Research Article
A Hybrid P2P-CDN Based on Locality-awareness and Interest-awareness
Network Information Center, East China Normal University, Shanghai, China
Zhu Yuhong
Information Center, Shanghai Municipal Education Commission, Shanghai, China
Dedicated Content Distribution Networks (CDN) are expensive technologies for highly popular websites file-sharing and web-distributing to large audiences. Unfortunately, non-profit websites (e.g., related to education organizations, social organizations, etc.) cant afford the expensive expenses of deploying and maintaining a dedicated CDN infrastructure (El Dick et al., 2011; Stading et al., 2002). Their under-provisioned servers easily become overloaded with large amount of queries. What these websites need is a distributed content distribution infrastructure that can deliver the content at large scale with a limited cost. P2P-CDN which combines P2P with CDN technologies is an appropriate solution.

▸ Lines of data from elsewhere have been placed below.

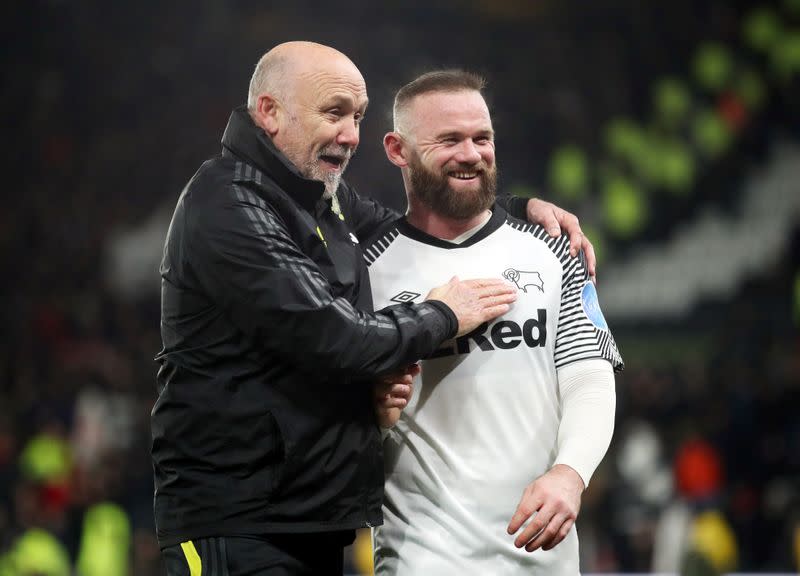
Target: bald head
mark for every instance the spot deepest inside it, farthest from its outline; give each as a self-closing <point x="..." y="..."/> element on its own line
<point x="278" y="71"/>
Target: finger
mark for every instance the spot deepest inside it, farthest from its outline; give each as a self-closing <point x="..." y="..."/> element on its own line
<point x="575" y="243"/>
<point x="388" y="402"/>
<point x="479" y="283"/>
<point x="496" y="290"/>
<point x="534" y="527"/>
<point x="560" y="535"/>
<point x="401" y="391"/>
<point x="551" y="224"/>
<point x="570" y="223"/>
<point x="525" y="509"/>
<point x="497" y="300"/>
<point x="493" y="312"/>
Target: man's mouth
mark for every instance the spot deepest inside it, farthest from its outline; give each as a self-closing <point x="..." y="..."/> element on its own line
<point x="464" y="174"/>
<point x="333" y="162"/>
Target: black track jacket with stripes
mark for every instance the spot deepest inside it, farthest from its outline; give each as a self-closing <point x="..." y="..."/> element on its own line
<point x="264" y="420"/>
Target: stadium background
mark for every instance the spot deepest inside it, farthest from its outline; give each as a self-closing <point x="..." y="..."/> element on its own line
<point x="670" y="128"/>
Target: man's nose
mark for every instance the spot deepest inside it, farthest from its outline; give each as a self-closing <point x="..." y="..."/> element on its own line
<point x="348" y="135"/>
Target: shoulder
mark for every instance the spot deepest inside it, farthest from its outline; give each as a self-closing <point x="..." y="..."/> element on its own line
<point x="558" y="246"/>
<point x="223" y="193"/>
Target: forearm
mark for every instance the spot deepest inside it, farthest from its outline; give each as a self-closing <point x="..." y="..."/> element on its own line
<point x="588" y="403"/>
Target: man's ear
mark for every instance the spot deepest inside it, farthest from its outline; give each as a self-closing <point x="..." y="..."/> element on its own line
<point x="395" y="149"/>
<point x="268" y="114"/>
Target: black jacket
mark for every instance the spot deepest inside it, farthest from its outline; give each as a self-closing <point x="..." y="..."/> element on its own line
<point x="264" y="420"/>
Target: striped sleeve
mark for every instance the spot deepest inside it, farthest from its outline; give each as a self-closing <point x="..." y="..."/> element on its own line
<point x="247" y="262"/>
<point x="582" y="332"/>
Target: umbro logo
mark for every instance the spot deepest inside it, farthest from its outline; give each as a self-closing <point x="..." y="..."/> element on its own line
<point x="524" y="279"/>
<point x="404" y="296"/>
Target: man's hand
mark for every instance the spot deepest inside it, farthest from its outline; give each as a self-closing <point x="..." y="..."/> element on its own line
<point x="392" y="394"/>
<point x="475" y="301"/>
<point x="554" y="219"/>
<point x="554" y="500"/>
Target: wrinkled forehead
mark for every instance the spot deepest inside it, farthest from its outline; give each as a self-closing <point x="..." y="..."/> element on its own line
<point x="437" y="112"/>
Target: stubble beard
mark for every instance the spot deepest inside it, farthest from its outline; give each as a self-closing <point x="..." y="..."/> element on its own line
<point x="434" y="191"/>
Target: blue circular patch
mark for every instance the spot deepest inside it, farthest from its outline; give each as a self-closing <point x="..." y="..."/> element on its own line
<point x="591" y="306"/>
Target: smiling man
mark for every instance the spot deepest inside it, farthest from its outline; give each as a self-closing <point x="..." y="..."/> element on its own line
<point x="486" y="466"/>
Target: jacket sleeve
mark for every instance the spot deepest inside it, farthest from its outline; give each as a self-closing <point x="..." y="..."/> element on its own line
<point x="245" y="259"/>
<point x="514" y="205"/>
<point x="364" y="215"/>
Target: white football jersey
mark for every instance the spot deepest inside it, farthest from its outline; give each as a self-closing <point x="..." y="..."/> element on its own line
<point x="483" y="421"/>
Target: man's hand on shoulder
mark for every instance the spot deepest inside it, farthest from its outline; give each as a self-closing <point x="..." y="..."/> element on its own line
<point x="475" y="301"/>
<point x="554" y="220"/>
<point x="552" y="502"/>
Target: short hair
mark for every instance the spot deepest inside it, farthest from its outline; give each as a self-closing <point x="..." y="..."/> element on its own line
<point x="447" y="80"/>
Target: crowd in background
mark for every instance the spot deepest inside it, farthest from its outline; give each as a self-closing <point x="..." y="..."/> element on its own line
<point x="113" y="105"/>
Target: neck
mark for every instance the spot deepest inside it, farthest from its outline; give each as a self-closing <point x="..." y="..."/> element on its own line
<point x="425" y="219"/>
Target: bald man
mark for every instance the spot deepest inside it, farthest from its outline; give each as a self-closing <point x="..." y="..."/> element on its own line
<point x="266" y="452"/>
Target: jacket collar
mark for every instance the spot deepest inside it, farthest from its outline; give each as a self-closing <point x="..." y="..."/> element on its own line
<point x="244" y="139"/>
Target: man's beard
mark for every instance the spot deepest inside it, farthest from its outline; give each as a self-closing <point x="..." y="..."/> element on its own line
<point x="434" y="190"/>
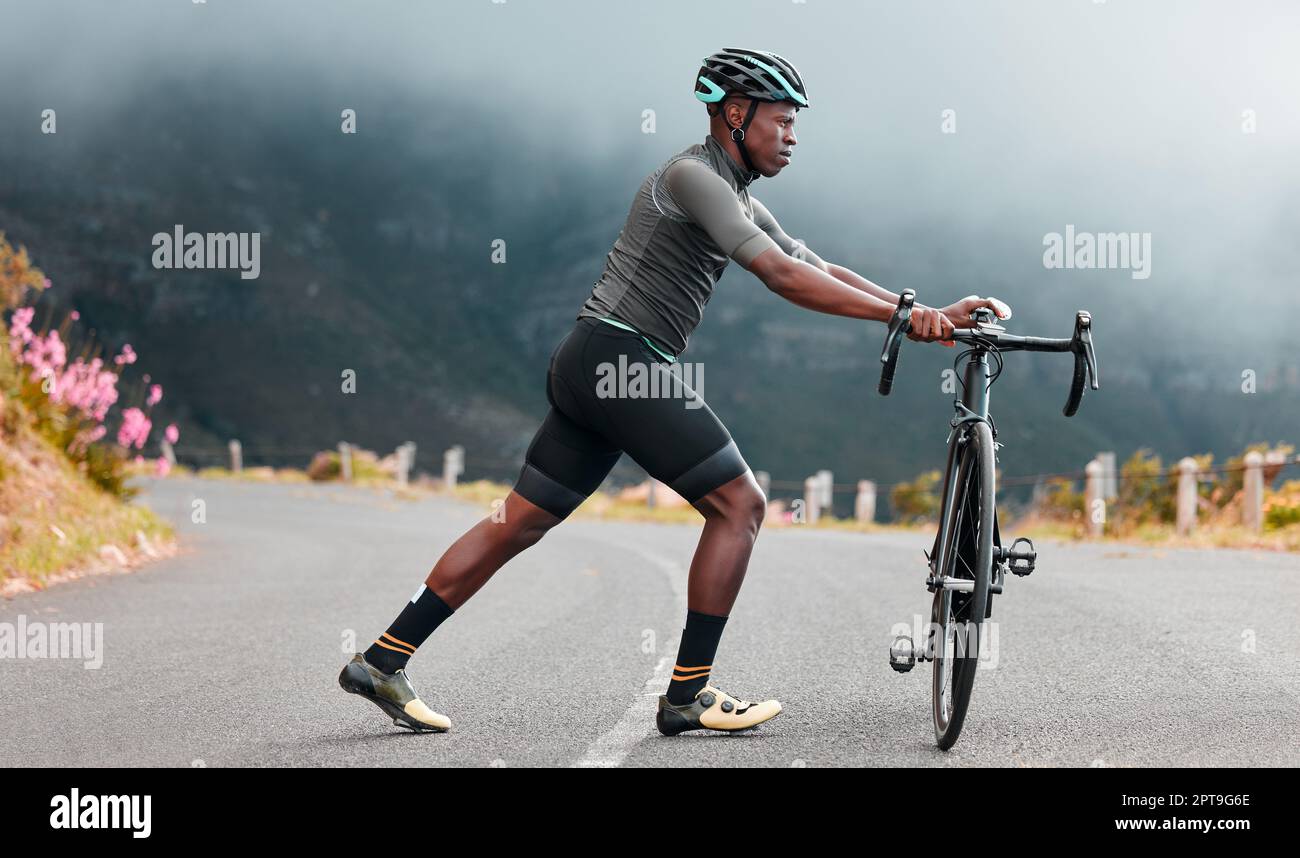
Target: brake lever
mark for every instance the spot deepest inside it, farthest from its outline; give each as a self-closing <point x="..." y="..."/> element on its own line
<point x="1084" y="323"/>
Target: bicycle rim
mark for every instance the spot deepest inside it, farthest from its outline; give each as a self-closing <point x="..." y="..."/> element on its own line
<point x="970" y="557"/>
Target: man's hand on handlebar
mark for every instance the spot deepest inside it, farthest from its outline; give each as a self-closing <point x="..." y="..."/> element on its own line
<point x="930" y="325"/>
<point x="960" y="312"/>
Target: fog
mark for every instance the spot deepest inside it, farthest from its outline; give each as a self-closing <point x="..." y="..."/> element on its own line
<point x="1106" y="116"/>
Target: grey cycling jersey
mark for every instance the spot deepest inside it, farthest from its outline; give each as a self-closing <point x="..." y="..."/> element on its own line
<point x="688" y="220"/>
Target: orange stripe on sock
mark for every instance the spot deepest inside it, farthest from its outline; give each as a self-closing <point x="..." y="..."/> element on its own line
<point x="680" y="677"/>
<point x="397" y="641"/>
<point x="393" y="648"/>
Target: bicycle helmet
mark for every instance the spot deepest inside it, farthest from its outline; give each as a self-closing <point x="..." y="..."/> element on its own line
<point x="758" y="76"/>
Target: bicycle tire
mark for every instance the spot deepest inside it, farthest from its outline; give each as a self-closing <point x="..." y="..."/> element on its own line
<point x="970" y="555"/>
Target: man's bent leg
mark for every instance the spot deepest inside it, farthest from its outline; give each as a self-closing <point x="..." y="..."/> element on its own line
<point x="733" y="514"/>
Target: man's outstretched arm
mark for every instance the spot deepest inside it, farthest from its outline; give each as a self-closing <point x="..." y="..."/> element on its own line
<point x="927" y="323"/>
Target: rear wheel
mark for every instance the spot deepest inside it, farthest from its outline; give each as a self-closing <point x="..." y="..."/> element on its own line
<point x="970" y="557"/>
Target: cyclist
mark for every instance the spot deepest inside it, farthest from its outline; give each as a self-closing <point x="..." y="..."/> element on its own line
<point x="689" y="219"/>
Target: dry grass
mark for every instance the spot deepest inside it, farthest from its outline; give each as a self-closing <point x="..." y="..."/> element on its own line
<point x="1213" y="534"/>
<point x="55" y="523"/>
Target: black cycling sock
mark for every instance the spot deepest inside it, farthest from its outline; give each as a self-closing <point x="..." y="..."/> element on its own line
<point x="694" y="657"/>
<point x="421" y="615"/>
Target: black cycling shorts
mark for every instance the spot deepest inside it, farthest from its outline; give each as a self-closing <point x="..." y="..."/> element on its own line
<point x="588" y="428"/>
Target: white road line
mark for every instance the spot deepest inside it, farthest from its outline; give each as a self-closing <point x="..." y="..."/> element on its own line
<point x="637" y="722"/>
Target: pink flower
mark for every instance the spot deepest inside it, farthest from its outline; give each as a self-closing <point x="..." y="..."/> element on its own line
<point x="134" y="430"/>
<point x="20" y="330"/>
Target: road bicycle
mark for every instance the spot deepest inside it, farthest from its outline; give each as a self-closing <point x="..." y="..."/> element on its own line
<point x="967" y="562"/>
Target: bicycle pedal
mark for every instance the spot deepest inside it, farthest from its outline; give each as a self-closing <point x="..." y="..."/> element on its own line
<point x="902" y="654"/>
<point x="1021" y="560"/>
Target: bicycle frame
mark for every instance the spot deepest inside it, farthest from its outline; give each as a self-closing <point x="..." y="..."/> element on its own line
<point x="973" y="406"/>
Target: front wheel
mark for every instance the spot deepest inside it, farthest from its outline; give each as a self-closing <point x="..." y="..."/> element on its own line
<point x="969" y="557"/>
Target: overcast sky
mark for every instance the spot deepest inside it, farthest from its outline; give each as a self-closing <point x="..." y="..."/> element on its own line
<point x="1117" y="116"/>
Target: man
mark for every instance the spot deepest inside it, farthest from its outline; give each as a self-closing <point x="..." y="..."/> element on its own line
<point x="689" y="219"/>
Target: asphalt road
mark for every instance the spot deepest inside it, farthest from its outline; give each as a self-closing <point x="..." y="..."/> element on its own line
<point x="229" y="654"/>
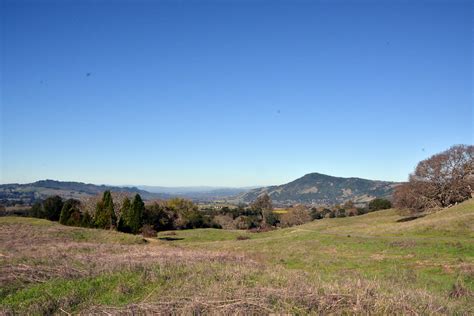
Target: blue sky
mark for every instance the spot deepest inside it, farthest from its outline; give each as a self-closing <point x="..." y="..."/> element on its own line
<point x="231" y="93"/>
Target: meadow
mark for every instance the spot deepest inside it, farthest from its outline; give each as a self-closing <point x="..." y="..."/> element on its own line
<point x="381" y="262"/>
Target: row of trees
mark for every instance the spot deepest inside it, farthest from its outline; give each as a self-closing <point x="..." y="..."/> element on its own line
<point x="442" y="180"/>
<point x="133" y="216"/>
<point x="129" y="216"/>
<point x="260" y="214"/>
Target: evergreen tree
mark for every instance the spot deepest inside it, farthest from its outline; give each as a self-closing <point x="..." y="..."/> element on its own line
<point x="70" y="213"/>
<point x="105" y="214"/>
<point x="122" y="224"/>
<point x="134" y="221"/>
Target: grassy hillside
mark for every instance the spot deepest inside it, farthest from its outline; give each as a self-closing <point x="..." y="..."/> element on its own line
<point x="367" y="264"/>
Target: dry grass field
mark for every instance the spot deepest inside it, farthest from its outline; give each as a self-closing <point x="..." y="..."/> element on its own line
<point x="373" y="263"/>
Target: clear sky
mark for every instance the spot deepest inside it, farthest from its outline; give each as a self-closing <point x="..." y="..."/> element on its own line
<point x="231" y="93"/>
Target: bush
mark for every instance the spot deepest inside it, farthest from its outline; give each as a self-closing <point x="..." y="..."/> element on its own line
<point x="148" y="231"/>
<point x="442" y="180"/>
<point x="71" y="213"/>
<point x="52" y="207"/>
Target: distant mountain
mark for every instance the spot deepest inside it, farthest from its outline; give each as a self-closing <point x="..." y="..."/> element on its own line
<point x="321" y="189"/>
<point x="31" y="192"/>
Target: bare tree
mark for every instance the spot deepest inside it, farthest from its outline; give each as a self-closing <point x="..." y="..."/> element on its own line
<point x="439" y="181"/>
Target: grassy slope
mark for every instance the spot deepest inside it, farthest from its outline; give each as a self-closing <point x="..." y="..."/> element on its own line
<point x="369" y="263"/>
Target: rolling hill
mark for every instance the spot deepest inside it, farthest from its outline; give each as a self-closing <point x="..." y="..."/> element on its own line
<point x="31" y="192"/>
<point x="320" y="189"/>
<point x="377" y="263"/>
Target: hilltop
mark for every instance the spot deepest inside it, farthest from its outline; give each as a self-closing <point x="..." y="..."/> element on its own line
<point x="30" y="192"/>
<point x="317" y="188"/>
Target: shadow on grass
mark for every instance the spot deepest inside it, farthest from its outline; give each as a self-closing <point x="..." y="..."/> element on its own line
<point x="170" y="238"/>
<point x="411" y="218"/>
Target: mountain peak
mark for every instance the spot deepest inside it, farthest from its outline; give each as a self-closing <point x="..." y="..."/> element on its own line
<point x="321" y="189"/>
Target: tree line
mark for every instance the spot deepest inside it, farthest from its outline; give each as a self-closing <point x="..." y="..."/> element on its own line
<point x="133" y="216"/>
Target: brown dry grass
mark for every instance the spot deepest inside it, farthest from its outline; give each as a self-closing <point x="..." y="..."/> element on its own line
<point x="181" y="280"/>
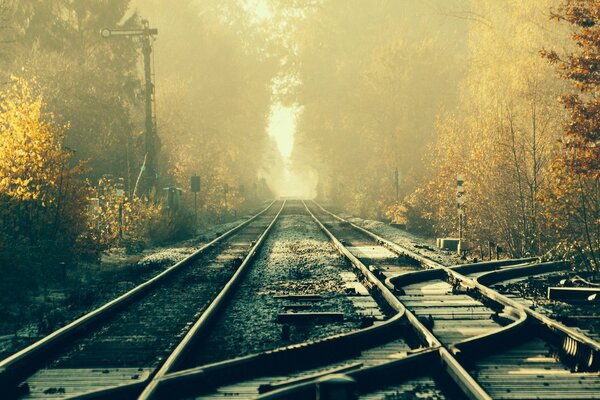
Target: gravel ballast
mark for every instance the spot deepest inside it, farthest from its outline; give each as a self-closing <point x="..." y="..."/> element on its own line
<point x="296" y="259"/>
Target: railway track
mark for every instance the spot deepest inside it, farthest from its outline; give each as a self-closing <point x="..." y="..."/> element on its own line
<point x="451" y="337"/>
<point x="134" y="337"/>
<point x="469" y="325"/>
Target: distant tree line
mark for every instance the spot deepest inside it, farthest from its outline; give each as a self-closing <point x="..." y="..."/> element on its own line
<point x="504" y="93"/>
<point x="72" y="124"/>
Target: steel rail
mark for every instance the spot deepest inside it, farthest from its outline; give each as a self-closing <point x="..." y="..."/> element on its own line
<point x="14" y="368"/>
<point x="207" y="317"/>
<point x="469" y="386"/>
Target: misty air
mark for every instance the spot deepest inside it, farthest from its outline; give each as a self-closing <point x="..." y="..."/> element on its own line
<point x="300" y="199"/>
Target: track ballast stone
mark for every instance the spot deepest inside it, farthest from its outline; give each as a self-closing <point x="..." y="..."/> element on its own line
<point x="296" y="259"/>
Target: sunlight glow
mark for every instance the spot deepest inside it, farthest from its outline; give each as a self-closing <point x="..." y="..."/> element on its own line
<point x="282" y="126"/>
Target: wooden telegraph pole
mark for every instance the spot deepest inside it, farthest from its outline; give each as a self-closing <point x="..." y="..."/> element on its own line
<point x="149" y="169"/>
<point x="460" y="203"/>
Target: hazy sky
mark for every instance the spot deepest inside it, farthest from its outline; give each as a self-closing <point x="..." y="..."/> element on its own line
<point x="282" y="126"/>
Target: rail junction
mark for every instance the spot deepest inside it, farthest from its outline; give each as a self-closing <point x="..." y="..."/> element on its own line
<point x="430" y="331"/>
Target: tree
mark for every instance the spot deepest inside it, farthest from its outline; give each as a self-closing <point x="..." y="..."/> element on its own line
<point x="42" y="199"/>
<point x="572" y="203"/>
<point x="582" y="132"/>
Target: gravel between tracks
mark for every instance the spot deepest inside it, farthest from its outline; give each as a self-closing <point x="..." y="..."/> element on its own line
<point x="296" y="258"/>
<point x="423" y="246"/>
<point x="90" y="285"/>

In this study, we propose a hybrid P2P-CDN architecture named Aroma-CDN which consisting of a Distributed Sloppy Hash Table (Freedman et al., 2004) (DSHT) structured overlay and unstructured overlays (petal) to provide locality-aware query routing with limited background traffic cost. The Aroma-CDN is based on locality-awareness and interest-awareness to improve speed and efficiency of peers searching resource copy and content transfer.
More precisely, this study makes the following contributions:
• | We propose a novel scalable hybrid architecture Aroma-CDN which combines hierarchical DSHT structured overlay and unstructured overlays |
• | First, Aroma-CDN allows nodes to locate nearby cached copies of content objects without querying more distant nodes |
• | Second, Aroma-CDN prevents hot spots in the directory peers infrastructure |
The unstructured overlay clusters (called petals) share the same locality and are interested in the same web objects. Within a petal, peers use gossip protocols to exchange information about their content and contacts, allowing Aroma-CDN to maintain accurate information despite dynamic changes in order to support eventual queries.
Simulation evaluation shows Aroma-CDNs high performance gains and fast convergence.
RELATED WORK
Many efforts have focused on exploiting locality in order to improve the performance of P2P CDN. The centralized P2P-CDN (Ryu and Yang, 2005) relies on the web-server to centrally manage the directory of peers in which the objects have been cached. These approaches lack robustness and scalability. Stavrou et al. (2002) and Wang et al. (2002) use unstructured overlays for their flexibility, robustness and load balancing without locality-awareness, while induces heavy traffic and high latency with large scale audience. Structured approaches (Iyer et al., 2002; Rao et al., 2007; Stading et al., 2002) try to rely on DHT to achieve fast lookup without any locality or interest considerations. If the directory information is abruptly lost at the failure of its storing peer, performance may be severely degraded. Additionally, the whole DHT and random physical location navigating implies more routing load and higher response times. Rao et al. (2007) is P2P overlay routing infrastructure based on XOR metric topology, it is efficient routing algorithm but it did not take account to the network locality. As one of currently available for public used P2P CDN, CoralCDN (Freedman et al., 2004) relies on a hierarchy of tree-based overlays that cluster nearby nodes. Object searching starts at the highest level (Lower RTT) overlay of the proxy to benefit from network locality then progresses down the hierarchy. But in Freedman et al. (2004), users are not involved in the P2P network, an increase of the number of users requires more investment in terms of proxy caches. Flower-CDN (El Dick et al., 2011) combines structured D-ring directory nodes with unstructured gossiping content nodes, to provide efficiency and petal wide locality-aware routing for user queries. But lack of locality-awareness in directory nodes can result in slow lookup. D-rings frequent references to the same directory can generate tree saturation.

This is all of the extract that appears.